A Small AI Ramble
Note that for this whole ramble, I'm assuming you have no fighting game knowledge.
I have some much greater (and much more negative) opinions on AI, but I do think that machine learning itself can be a useful tool for some applications. And honestly, stuff like Stockfish really fascinates me. And that's really the main line of thinking that got me to think about training an AI for a fighting game.
For probably a few reasons, my mind immediatly went to Nanase from UNI as a baseline for a fighting game character. And something that I realized is that, with machine learning, and AI could never reasonably learn how to play as her, because of her 50/50.
In fighting game terminology, a 50/50 refers to any situation in which your opponent has to guess what you're about to do. Probably the easiest example to explain would be a jump in: if you use an attack in the air while close to the ground, it's ambiguous as to whether it will come out and hit, or not. If the attack does come out, it's a high, and has to be blocked standing. But if you land without the attack coming out, then you can use a low attack the moment you do so, which has to be blocked crouching, making a 50/50. A true 50/50 is one where there's no "option select"; no set of inputs where you can cover both options. With a true 50/50, the only thing you can do is guess.

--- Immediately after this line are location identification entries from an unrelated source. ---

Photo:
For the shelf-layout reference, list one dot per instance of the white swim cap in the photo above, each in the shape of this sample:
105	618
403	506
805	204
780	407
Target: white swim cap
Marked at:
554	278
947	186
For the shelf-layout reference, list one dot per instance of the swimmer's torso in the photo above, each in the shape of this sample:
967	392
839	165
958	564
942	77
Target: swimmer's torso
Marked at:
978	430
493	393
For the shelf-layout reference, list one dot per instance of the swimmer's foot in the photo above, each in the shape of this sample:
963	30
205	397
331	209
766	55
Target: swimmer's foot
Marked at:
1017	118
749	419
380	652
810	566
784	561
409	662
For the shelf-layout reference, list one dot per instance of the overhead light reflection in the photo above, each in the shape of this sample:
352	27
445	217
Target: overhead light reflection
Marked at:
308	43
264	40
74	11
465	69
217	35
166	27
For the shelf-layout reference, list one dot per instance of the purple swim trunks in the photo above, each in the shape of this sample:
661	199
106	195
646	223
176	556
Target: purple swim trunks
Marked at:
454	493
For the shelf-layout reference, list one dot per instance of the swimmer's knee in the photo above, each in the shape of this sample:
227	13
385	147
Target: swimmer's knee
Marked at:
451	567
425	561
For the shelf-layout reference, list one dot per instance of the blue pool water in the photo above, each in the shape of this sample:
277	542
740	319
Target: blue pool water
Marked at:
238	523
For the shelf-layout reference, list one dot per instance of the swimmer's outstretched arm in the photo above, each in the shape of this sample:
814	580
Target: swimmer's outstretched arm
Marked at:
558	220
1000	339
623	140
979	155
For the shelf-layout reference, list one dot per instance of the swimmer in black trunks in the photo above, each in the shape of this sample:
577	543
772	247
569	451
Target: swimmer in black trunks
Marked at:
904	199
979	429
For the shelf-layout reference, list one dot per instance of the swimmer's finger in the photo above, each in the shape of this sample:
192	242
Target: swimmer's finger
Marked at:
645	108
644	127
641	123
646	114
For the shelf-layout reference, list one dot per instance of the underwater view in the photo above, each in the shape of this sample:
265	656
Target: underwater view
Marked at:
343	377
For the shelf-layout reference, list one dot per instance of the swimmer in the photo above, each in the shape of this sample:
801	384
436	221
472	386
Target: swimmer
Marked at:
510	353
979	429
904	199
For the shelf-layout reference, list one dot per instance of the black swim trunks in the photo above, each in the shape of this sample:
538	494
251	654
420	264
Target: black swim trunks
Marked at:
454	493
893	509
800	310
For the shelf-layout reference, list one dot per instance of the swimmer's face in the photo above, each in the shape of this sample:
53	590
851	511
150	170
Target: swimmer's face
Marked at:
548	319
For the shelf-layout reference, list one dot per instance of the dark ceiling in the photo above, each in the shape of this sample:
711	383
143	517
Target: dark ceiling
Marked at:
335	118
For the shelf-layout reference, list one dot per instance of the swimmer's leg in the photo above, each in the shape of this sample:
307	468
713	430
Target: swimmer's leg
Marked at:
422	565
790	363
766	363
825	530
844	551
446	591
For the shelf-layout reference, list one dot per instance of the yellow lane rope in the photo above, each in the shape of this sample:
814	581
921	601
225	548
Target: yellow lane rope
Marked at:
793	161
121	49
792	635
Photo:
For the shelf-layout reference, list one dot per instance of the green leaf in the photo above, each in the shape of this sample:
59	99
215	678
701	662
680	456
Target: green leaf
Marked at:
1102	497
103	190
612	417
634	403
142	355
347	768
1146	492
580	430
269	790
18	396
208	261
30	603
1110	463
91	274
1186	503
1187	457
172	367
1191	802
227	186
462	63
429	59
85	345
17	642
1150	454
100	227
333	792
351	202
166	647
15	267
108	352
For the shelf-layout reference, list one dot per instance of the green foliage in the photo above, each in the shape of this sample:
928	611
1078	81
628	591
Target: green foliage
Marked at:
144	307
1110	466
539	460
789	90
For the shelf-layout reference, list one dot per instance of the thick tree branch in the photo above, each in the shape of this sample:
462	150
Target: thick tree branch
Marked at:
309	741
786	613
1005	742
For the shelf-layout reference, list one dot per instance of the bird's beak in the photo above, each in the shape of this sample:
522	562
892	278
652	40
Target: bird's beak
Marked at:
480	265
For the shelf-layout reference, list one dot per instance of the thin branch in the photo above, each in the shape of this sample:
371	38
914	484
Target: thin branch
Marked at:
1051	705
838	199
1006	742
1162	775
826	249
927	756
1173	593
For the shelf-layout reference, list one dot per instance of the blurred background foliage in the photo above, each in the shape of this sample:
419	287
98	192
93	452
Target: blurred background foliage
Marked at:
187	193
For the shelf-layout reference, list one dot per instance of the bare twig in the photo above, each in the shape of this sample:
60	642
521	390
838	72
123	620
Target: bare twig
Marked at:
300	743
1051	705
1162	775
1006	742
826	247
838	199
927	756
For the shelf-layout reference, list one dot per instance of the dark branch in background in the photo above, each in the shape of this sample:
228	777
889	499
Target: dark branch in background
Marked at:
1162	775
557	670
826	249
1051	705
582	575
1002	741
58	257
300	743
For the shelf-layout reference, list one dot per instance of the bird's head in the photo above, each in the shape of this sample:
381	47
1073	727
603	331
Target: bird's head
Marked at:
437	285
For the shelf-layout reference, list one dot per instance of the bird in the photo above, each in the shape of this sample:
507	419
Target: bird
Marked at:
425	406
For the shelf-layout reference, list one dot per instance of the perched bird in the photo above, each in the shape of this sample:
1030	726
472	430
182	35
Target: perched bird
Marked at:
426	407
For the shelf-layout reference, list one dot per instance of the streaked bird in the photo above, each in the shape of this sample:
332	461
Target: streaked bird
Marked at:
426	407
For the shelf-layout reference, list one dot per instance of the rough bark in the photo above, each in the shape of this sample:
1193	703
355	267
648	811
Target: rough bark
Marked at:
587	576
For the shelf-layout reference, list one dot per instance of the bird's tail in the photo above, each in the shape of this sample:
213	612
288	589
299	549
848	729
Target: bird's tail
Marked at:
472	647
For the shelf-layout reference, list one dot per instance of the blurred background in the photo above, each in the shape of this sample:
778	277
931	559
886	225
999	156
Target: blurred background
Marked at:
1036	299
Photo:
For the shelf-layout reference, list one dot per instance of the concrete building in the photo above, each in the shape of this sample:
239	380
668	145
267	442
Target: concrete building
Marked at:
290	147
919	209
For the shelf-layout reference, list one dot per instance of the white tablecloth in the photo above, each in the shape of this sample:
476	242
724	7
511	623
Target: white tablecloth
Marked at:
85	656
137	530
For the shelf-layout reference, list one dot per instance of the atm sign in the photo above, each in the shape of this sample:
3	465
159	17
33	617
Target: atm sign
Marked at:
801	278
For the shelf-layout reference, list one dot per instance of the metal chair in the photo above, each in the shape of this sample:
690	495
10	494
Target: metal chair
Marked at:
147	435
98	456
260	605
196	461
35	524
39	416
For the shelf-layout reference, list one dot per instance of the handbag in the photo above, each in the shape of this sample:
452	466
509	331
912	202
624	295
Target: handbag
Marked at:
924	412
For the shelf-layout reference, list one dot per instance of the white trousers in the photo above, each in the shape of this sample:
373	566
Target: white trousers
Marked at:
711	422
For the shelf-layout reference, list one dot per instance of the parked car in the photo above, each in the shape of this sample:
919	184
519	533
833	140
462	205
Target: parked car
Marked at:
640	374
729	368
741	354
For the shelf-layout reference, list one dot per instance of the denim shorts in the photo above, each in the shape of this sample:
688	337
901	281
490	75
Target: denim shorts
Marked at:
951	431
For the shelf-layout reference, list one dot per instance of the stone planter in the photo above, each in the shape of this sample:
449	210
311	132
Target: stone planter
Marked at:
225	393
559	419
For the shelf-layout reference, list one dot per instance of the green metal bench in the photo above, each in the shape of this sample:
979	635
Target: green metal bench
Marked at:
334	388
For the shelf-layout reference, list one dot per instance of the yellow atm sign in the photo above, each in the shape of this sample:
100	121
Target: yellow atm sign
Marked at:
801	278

Nanase has two normals that change while she's dashing- her medium (66B) and her heavy (66C). 66B is a low, while 66C is an overhead/high. While 66C has a longer start up time (9 frames slower; 1 frame = 60 seconds), both have very similar animations; similar enough that you could reasonably confuse one for another. Because of this, there's a setup you can do if your opponent is in the corner (the absolute edge of the stage) that causes both moves to hit on the exact same frame- resulting in a true 50/50.
And there's no reason to expect that an AI would ever learn that this 50/50 exists.
Yes, if you let it run for like, a billion iterations or something, it might find the setup. It might even find that 66B/66C hit on the same frame. But the thing is is that an AI doesn't "learn" from watching; an AI is just a function. All it sees is numbers; and if it can see more, it likely doesn't go past hitboxes. As good as an AI could get, it will never learn that this is a true 50/50, because it doesn't know what the moves even look like. For all it knows, the animation of 66B could just be a slide with no flip, and 66C could be a massive leap, and there's no ambiguity in which move she's doing. Or it could even be something completely different, because the AI just sees a bunch of numbers and some boxes. It doesn't even know that it's playing a fighting game! It's just optimizing a function in an uncertain enviornment.
Also, just as a little footnote- yes, you do need to use the setup to have a true 50/50. If you don't, you opponent can "fuzzy block"- block low, then block high. With fuzzy blocking, you can block Nanase regardless of which dash attack she's doing without needing to react in 9 frames; you just go from holding down-back to just holding back. The setup removes this option by having them both hit at the same time, meaning there isn't any opportunity for you to fuzzy block.